The tribal politics of Islam.

Mr. Stanley Kurtz of the Ethics and Public Policy Center has written an excellent article about Waziristan and the inability of Islam to come to terms with modernity. Of particular note is an aspect of great interest to me, namely, the decentralized nature of priestly authority and the complete discretion that Muslim priests have to declare something un-Islamic — or to declare someone an infidel and kill them. This can even be pulled on other Muslims. When we say Islam is a doctrine that is flexible, we're talking bungee cord flexibility.

This article's in the "must read" category in my opinion but why you should assume my tastes and interests are remotely like your own is a point that I've not yet figured out. I nonetheless recommend the article highly for its insights into the clash of Islam and the West outside of Pakistan, particularly the insight that "America and the West have been blamed [by Muslims] for world-wide Muslim decline." The well-deserved sense of inferiority bred from that persistent, if desperately denied, realization, as well as the threat that modernity poses to priestly control and absolute male dominance, combine to form the noxious, irrational and deadly brew that is today's Resplendent and Resurgent Islam.
He [the jihadinous mullah Noor Muhammad] criticized Pakistan's government for failing to adopt Islamic law, forbade the use of "un-Islamic" innovations, like the radio, and had violators of his various prohibitions beaten. . . .

* * * *

. . . Under the mullah's leadership, the Wazirs effectively declared a jihad against both the government of Pakistan and the [opposing] Mahsuds, demanding a separate tribal agency for themselves.
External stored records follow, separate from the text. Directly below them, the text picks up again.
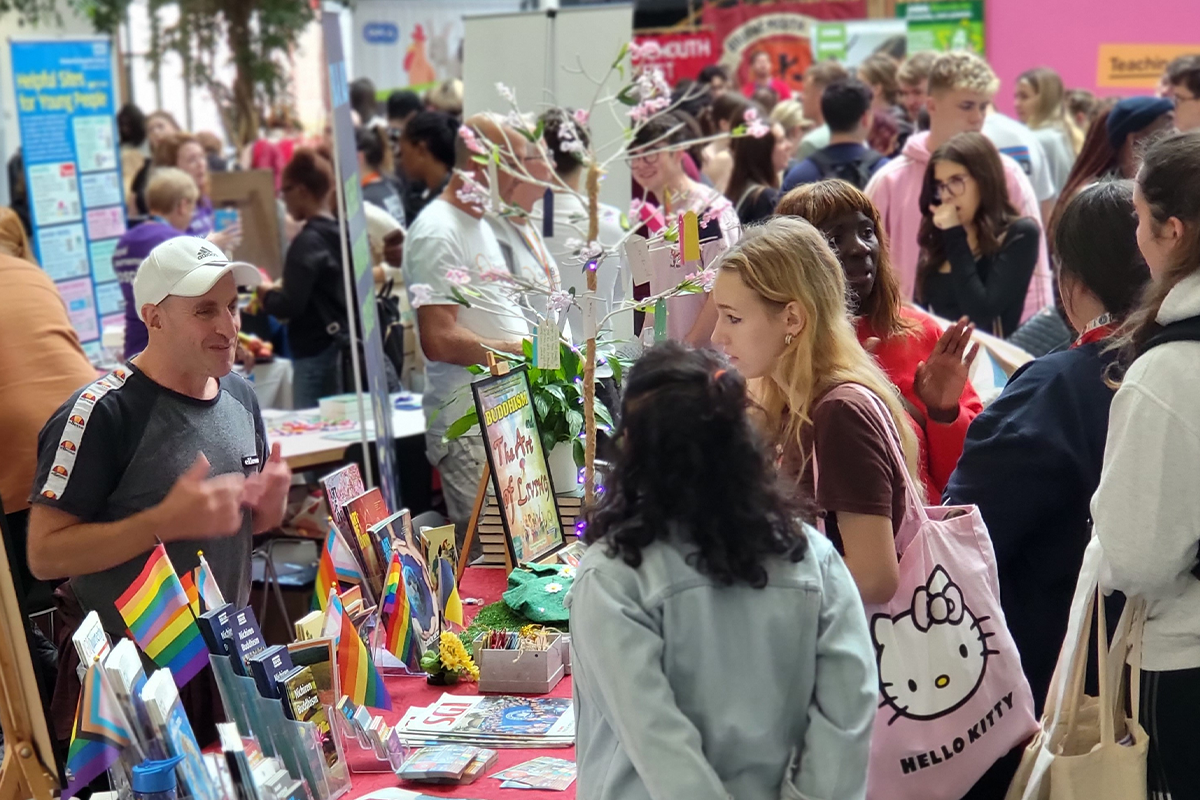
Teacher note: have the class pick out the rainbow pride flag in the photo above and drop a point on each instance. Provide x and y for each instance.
(160, 617)
(336, 564)
(357, 672)
(97, 737)
(400, 639)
Properly speaking, of course, a jihad can be fought only against non-Muslims. The mullah solved this problem by declaring the Mahsuds to be infidels--a tribe of toadies to an un-Islamic Pakistani regime--who had sold out their Wazir cousins for government allowances and debased modern ways. Of course, this accusation of infidelity is exactly how al Qaeda and the Taliban justify their attacks on fellow Muslims today.

* * * *

The Islamist revolution is a conscious choice--an act of cultural self-defense against the intrusions and seductions of an alien world. Although the social foundations of the traditional Muslim way of life have been shaken, they are far from broken. So long as these social foundations cohere, advancing globalization will provoke more rebellion, not less--whatever America decides to do in Iraq and beyond. The root of the problem is neither domestic poverty nor American foreign policy, but the tension between Muslim social life and globalizing modernity itself.

In a sense, we are the Mahsuds. The Wazirs ached with humiliation at the loss of their dominance. Their grudge against the Mahsuds stemmed far more from Waziri decline than from any specific complaint. Even as the Mahsuds were scapegoated for the Wazirs' diminishment, America and the West have been blamed for world-wide Muslim decline. Addressing Muslim "grievances" won't solve this problem, because the professed grievances didn't start the jihad to begin with.
Also, don't minimize the point that violence has been extremely useful in quelling resistance to central (or outside) authority and resorting to doctrines of collective family responsibility is a great way to get someone's attention. According to a story that may be apocraphyl, some Muslim kidnapped a Soviet official in Beirut some years back. The Sovs allegedly got hold of the kidnapper's brother, cut one of his ears off, and sent it to the kidnapper. Whereupon the official was released unharmed.

I count that as a great story, even if not true. But then I'm not in the category of men who think that war should be fought cell phone in hand with the archbishop on speed dial.

"Tribes of Terror. A guide to the wilds of northwest Pakistan." By Stanley Kurtz, Wall Street Journal Opinion Journal, 1/2/08 (empasis added). Also published at the Claremont Review of Books. Winter 2007.